The drama roles women are nominated for usually involve them being someone’s wife (Robin Wright in House of Cards, Julianna Margulies in The Good Wife, and Michelle Dockery in Downton Abbey) or mistress (Lizzy Caplan in Masters of Sex, Claire Danes in Homeland, Kerry Washington in Scandal). It may be a little unfair to boil down many of these empowered characters — lawyers, scientists and CIA operatives — to these categorizations: The Good Wife’s title is meant ironically after all. But “wife” or “girlfriend” continues to be an essential descriptor for these characters in a way that isn’t true of their male counterparts. As I wrote last year, all of TV’s strongest female characters seem to share one infuriating flaw: they excel at their jobs until they make some terrible decision because of a man. Their main struggle isn’t with duty or morality, as with the nuanced characters that earned Best Actor nominations: it’s about overcoming their hormones to make the right decision.

66th Annual Primetime Emmy Awards - Press Room
Actress Julia Louis-Dreyfus, winner of the Outstanding Lead Actress in a Comedy Series Award for Veep (Episode: “Crate”), poses in the press room during the 66th Annual Primetime Emmy Awards held at Nokia Theatre L.A. Live on August 25, 2014 in Los Angeles, California. Jason Merritt—Getty Images

It’s not all doom and gloom for women. In comedy, women like Veep’s Julia Louis-Dreyfus, Orange Is the New Black’s Taylor Schilling and even Lena Dunham (no matter what you think of Girls) are getting to play more interesting, complicated roles than were available for women just a few years ago. Those three shows don’t feel the need to shine the spotlight on the male characters, when it’s clear that the women are the true stars.

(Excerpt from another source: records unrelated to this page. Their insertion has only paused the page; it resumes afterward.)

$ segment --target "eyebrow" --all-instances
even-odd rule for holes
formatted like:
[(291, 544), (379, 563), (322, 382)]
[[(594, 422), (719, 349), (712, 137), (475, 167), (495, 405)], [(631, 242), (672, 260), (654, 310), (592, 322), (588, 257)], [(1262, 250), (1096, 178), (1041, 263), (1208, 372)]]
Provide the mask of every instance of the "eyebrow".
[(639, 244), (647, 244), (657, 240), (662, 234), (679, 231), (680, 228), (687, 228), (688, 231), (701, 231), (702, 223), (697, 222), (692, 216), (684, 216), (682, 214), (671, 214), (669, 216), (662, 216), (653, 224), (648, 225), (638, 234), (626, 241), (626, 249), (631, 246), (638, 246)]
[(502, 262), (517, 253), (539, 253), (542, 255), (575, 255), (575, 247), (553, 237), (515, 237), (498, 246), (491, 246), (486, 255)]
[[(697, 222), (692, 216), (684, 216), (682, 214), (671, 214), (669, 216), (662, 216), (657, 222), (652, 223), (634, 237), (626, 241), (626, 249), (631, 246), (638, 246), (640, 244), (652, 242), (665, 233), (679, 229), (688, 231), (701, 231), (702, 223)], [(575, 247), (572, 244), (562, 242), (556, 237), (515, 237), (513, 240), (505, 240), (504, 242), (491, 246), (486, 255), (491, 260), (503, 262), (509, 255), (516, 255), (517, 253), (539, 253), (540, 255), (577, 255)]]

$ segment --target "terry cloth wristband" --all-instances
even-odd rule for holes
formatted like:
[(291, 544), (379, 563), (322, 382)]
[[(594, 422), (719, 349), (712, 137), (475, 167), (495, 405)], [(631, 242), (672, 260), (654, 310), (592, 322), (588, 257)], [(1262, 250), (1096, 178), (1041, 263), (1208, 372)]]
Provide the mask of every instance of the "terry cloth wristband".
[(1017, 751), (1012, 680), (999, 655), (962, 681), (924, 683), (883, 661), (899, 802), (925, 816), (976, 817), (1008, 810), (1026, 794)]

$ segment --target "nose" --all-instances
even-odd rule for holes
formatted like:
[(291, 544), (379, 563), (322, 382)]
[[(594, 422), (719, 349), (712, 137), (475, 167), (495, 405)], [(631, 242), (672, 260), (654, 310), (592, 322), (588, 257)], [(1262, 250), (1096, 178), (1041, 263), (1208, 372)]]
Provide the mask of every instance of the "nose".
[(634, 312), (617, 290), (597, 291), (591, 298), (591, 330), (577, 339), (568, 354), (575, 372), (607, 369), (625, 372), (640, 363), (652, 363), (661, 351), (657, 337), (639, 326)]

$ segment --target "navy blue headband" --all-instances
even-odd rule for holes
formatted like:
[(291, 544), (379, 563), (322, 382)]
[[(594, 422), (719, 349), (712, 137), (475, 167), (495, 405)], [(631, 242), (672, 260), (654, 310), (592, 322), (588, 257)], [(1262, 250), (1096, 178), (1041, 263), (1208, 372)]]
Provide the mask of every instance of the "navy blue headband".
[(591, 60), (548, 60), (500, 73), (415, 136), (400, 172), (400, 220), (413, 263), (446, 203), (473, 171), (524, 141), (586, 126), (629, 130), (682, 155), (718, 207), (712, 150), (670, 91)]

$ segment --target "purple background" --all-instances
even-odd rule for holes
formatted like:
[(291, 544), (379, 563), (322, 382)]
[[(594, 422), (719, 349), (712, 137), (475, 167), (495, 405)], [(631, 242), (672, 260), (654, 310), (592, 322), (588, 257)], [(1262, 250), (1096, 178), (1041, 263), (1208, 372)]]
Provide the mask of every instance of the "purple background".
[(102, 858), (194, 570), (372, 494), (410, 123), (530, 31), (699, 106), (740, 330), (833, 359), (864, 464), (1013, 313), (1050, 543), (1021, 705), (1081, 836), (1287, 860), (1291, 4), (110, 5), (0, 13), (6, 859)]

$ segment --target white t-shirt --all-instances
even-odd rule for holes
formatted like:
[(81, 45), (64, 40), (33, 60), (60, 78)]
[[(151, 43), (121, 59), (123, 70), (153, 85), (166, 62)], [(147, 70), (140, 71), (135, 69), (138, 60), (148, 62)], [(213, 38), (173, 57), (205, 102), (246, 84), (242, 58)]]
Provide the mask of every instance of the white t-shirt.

And older women are getting their moment on television, proving that turning 40 in Hollywood is no longer a death sentence. Actresses over 40 dominated the nominations, and that same age bracket won in all the major categories. (Julianna Margulies, Anna Gunn, Jessica Lange, Kathy Bates, Julia Louis-Dreyfus and Allison Janney took home the women’s acting awards).

Things are even looking up behind the camera. Last night, Moira Walley-Beckett won an Emmy for her Breaking Bad episode “Ozymandias,” which was arguably the best, most haunting hour of television in the last year. Walley-Beckett became the first solo woman to win the award in the Drama category since 1994 — all other women who have won since then co-wrote episodes with men. As I wrote earlier, the woman’s touch was just what the testosterone-fueled show needed to add a bit of heart at the end of the season: it raised the emotional stakes when Walter kidnapped his daughter from his wife, Skyler. Even as shows about anti-hero men like Breaking Bad, Mad Men and Dexter come to a close, a new crop of similar shows seem to be emerging: The Knick, Ray Donovan and House of Cards, to name a few. If we have to live in a world where almost all of the prestige dramas are about “Difficult Men,” shows where women usually play second fiddle, then let it be a world where a woman has an Emmy on her shelf for penning the best episode in that genre.

So yes, Julianna, there’s a lot to celebrate. But TV still has a long way to go: let’s not confuse “good” with “wonderful.”